By a 82-56 margin, the Maryland House of Delegates voted Friday to ban the death penalty in that state. The bill now goes to the desk of Gov. Martin O’Malley, who has pledged to sign it.

“To govern is to choose, and at a time where we understand the things that actually work to reduce violent crime, when we understand how lives can be saved, we have a moral responsibility to do more of the things that work to save lives,” O’Malley said at a news conference.

“We also have a moral responsibility to stop doing the things that are wasteful, and that are expensive, and do not work, and do not save lives, and that I would argue run contrary to the deeper principles that unite us as Marylanders, as Americans, and as human beings,” O’Malley added.

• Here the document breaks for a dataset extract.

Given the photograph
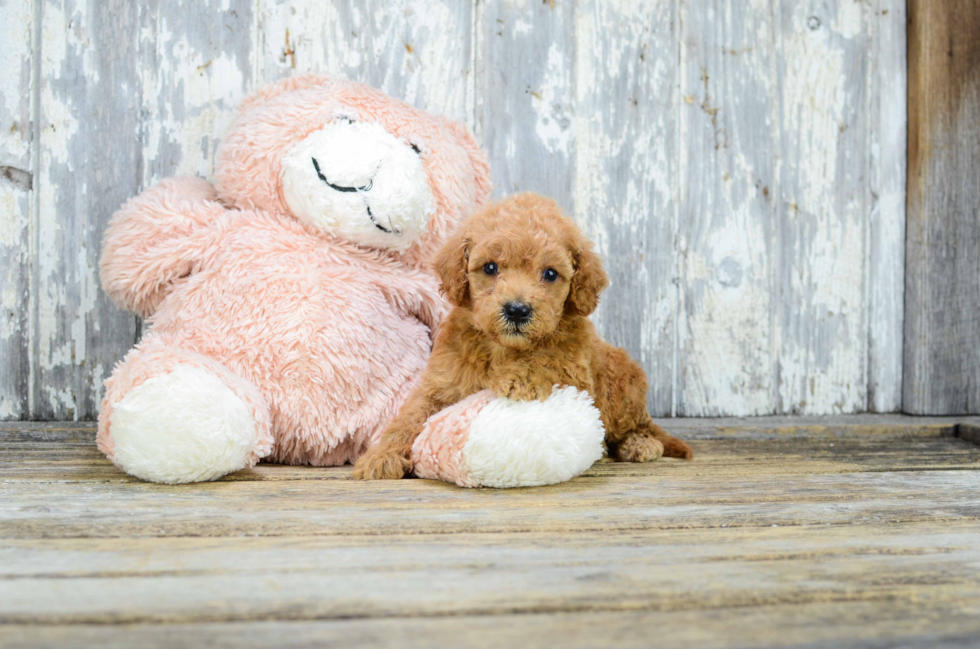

justice stevens disavows the death penalty

justice stevens disavows the death penalty

In an opinion released on Wednesday, United States Supreme Court Justice John Paul Stevens wrote:

I have relied on my own experience in reaching the conclusion that the imposition of the death penalty represents “the pointless and needless extinction of life with only marginal contributions to any discernible social or public purposes. A penalty with such negligible returns to the state (is) patently excessive and cruel and unusual punishment violative of the Eighth Amendment.”

Absolutely right …

It is difficult for me to discern even a “marginal” contribution to the public good. What does the death penalty accomplish, except to satisfy an unholy desire for retribution or revenge? It does not make people better or society safer. On the contrary, it reinforces a culture of violence and encourages the least helpful — and the least noble — impulses in a victimized society.

As a nation that proclaims itself a defender of liberty and human rights, it would only be right for us to lead the rest of the world toward the total abolition of the death penalty, but we aren’t. We aren’t leading. We’re not even following.